From observing non-tech savvy people using the internet, what I've found is that a lot of times, they know about Google and use it when they want to consciously make a search. But when they just want to access a site, they will type just the name of the site into the URL bar, which with modern browsers increasingly results in a search.

This method of searching uses the default search engine, which is often altered from Google even in browsers like Chrome due to these non-tech savvy people installing various software that changes the default search engine. But when these people want to do an "actual" search, they literally go to http://www.google.com/ and type in the search query there.

What's interesting is that a lot of times, they'll accidentally search with the default browser search instead, and they don't even realize that they're not using Google, which leads me to believe that they don't realize that there are different search engines, or that depending on whether they use their browser's default search or go to http://www.google.com/, they will get different search results.

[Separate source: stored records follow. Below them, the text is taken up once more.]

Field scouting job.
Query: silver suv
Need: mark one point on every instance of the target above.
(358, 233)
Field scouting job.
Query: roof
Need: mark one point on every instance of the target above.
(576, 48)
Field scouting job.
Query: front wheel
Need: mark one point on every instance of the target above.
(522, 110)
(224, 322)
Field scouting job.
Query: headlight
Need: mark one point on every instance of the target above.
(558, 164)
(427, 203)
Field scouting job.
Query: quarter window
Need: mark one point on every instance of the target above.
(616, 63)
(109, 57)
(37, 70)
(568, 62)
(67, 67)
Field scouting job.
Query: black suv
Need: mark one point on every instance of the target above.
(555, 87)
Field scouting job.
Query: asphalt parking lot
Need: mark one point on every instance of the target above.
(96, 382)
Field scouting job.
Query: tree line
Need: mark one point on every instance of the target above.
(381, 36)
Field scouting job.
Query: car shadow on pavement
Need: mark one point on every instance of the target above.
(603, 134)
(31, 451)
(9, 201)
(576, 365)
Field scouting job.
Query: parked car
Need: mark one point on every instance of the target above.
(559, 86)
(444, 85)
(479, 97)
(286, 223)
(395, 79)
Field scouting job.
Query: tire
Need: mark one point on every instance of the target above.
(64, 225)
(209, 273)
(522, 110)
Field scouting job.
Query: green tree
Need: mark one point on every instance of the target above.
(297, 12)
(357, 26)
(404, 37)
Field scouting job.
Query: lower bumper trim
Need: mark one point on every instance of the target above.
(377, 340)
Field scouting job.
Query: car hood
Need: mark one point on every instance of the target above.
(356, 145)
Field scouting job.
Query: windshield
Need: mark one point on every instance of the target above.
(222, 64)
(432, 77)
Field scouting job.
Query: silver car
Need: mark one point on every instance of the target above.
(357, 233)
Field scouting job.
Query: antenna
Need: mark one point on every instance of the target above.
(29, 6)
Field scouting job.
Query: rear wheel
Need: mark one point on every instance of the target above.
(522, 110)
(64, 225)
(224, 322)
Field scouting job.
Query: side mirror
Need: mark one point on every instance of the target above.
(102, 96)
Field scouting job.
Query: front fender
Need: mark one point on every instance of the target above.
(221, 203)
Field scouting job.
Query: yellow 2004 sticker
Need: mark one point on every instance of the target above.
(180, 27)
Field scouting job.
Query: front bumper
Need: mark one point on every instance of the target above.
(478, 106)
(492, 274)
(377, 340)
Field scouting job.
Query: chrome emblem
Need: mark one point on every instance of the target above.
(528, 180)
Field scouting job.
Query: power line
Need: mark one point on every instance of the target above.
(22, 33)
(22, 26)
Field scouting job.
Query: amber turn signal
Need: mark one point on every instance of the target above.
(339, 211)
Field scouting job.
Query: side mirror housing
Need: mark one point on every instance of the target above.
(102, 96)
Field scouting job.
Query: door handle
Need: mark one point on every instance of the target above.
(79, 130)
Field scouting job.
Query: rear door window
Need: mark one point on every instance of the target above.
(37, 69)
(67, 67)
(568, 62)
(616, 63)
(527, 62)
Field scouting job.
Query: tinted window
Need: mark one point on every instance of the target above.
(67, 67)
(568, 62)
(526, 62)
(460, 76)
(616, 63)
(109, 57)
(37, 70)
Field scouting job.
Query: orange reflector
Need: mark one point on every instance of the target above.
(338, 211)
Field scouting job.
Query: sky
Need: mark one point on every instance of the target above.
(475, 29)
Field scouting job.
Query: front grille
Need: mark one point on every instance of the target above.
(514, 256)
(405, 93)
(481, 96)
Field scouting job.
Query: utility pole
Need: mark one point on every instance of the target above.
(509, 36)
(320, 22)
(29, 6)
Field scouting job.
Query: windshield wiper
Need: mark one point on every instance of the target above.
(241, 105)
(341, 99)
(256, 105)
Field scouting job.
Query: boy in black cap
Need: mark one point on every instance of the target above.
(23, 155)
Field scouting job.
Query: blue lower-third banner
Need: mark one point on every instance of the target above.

I would be really interested to understand what goes through the minds of these people when they use the internet, because these sorts of things just scream out at me when I watch them browsing the web, but they seem to be completely oblivious to it. I just don't understand how they can miss the completely different site layout and URL.

2 comments

What goes through their minds? Probably something like "I want to see what my friends are up to" or "I want to post a picture I just took" or "I'm bored and want to play Farmville". They just want to accomplish their task and browsers/URLs/search engines/keyboards etc. are just a means to that end.

I could imagine a similar analogy would be someone who is a professional racecar driver or just really into cars would be driving on a road thinking "I'm going to ease into this turn, and stay close to the inside" whereas most other people would be thinking "I have to remember to buy milk at the store after I pick up Jimmy from daycare".

What is going through your mind when you type "gm" and then hit autocomplete? It's a memorized task.

Do you wonder how DNS resolves? Do you wonder how the certificates are validated? Do you know what's in your .pem file? Who cares? It works, right?

Maybe you could make it more efficient, with some launcher program. But tasks that are memorized are easy to do (from a cognitive perspective), so you don't bother trying to improve them.

The human brain can be the laziest organ in the body. Well, it can be hard working, but in many cases it gets crazy blind spots, and gets stuck at a locally optimum point.

> I could imagine a similar analogy would be someone who is a professional racecar driver or just really into cars would be driving on a road thinking "I'm going to ease into this turn, and stay close to the inside" whereas most other people would be thinking "I have to remember to buy milk at the store after I pick up Jimmy from daycare".

I think a more accurate analogy would be taking a different route to work and not even realizing it.

Then, for these users you describe, it could be that every google search is preceded by a bing search (from the browser search bar, for "google").